The Revenue said yesterday it was stepping up efforts to catch individuals who have hidden funds and income in offshore locations such as the Channel Islands and has said they will be caught.
Mr Daly said the Revenue was examining information related to one Irish financial institutions with an office in the Isle of Man which was released on foot of a High Court order. "We are concentrating on Bank of Ireland in Jersey at the moment and on one or two other areas and are in the process of starting discussions with other banks."
It began an investigation into funds held in trusts by Bank of Ireland customers in Jersey this month. In the last three weeks 281 Irish people came forward voluntarily to the Revenue Commissioners to own up to having evaded taxes through offshore investments. Some 254 of these were Bank of Ireland customers and a small number of these individuals have lodged €8 million with the Revenue as a payment on account in a bid to reduce the amount of interest they will eventually have to pay on those monies.

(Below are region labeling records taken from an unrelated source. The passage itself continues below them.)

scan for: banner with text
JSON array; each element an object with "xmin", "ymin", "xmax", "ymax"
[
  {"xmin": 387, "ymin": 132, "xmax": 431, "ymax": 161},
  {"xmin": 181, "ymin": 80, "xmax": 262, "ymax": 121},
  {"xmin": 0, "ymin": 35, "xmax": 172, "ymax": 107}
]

Mr Daly refused to speculate on the amount of money it would eventually collect from this investigation other than to say that he believed it would be substantial.
The affair may yet also prove expensive for Bank of Ireland if the Revenue established that it facilitated tax evasion for these customers. "The bank had a responsibility in relation to making a disclosure to the Revenue. If someone is found guilty of tax evasion and they were shown to have been aided and abetted we would have to find out who did that." He added that this investigation was still at a very early stage.
A spokesman for Bank of Ireland said it had not made a provision for any financial penalty and said it agreed with the Revenue chairman that anyone who aided tax evasion should face the consequences. "Individuals opening these accounts are obliged to disclose them to the Revenue Commissioners in their annual tax returns," he said.
The Revenue has the power to make what it described as a "John Doe" application to the High Court seeking access to bank records once it can prove that it believes certain of its customers are evading taxes.
Commissioner Mr Michael O'Grady explained that the Revenue could make such an order by identifying a "class of person who may be evading tax offshore" rather than specific individuals and that this had proved a very fruitful way of collecting information.
Presenting its annual report yesterday, Mr Daly said people were wrong to think their concealment would not be discovered. "Our new powers are increasingly extending their reach offshore, and money-laundering legislation and co-operation between tax jurisdictions are proving to be very effective in identifying offshore evasion."
Within the next two years he is confident the Revenue will know about any money deposited by Irish citizens in almost any part of the world.
In 2002 the Revenue collected €29 billion in taxes and duties for the State. Some €700 million came from special investigations such as those into bogus non resident accounts, Ansbacher and National Irish Bank's unauthorised sale of offshore investments.
The Revenue has collected €634 million from from its investigation into bogus non resident accounts. A further 40,000 of these accounts have been identified and the Revenue will be contacting individuals associated with them over the coming months. Mr Daly has said he expects all of these account holders will have been contacted by the end of the year.
The inquiry into the Ansbacher Deposits is continuing. So far just 11 of the 289 cases have been settled and the Revenue has received €23.6 million in payments from 73 cases.
Mr Daly is hopeful that it will be able to make a breakthrough in a lot of these cases next year and it is preparing assessments of the amount of money it believes certain of these individuals now owe.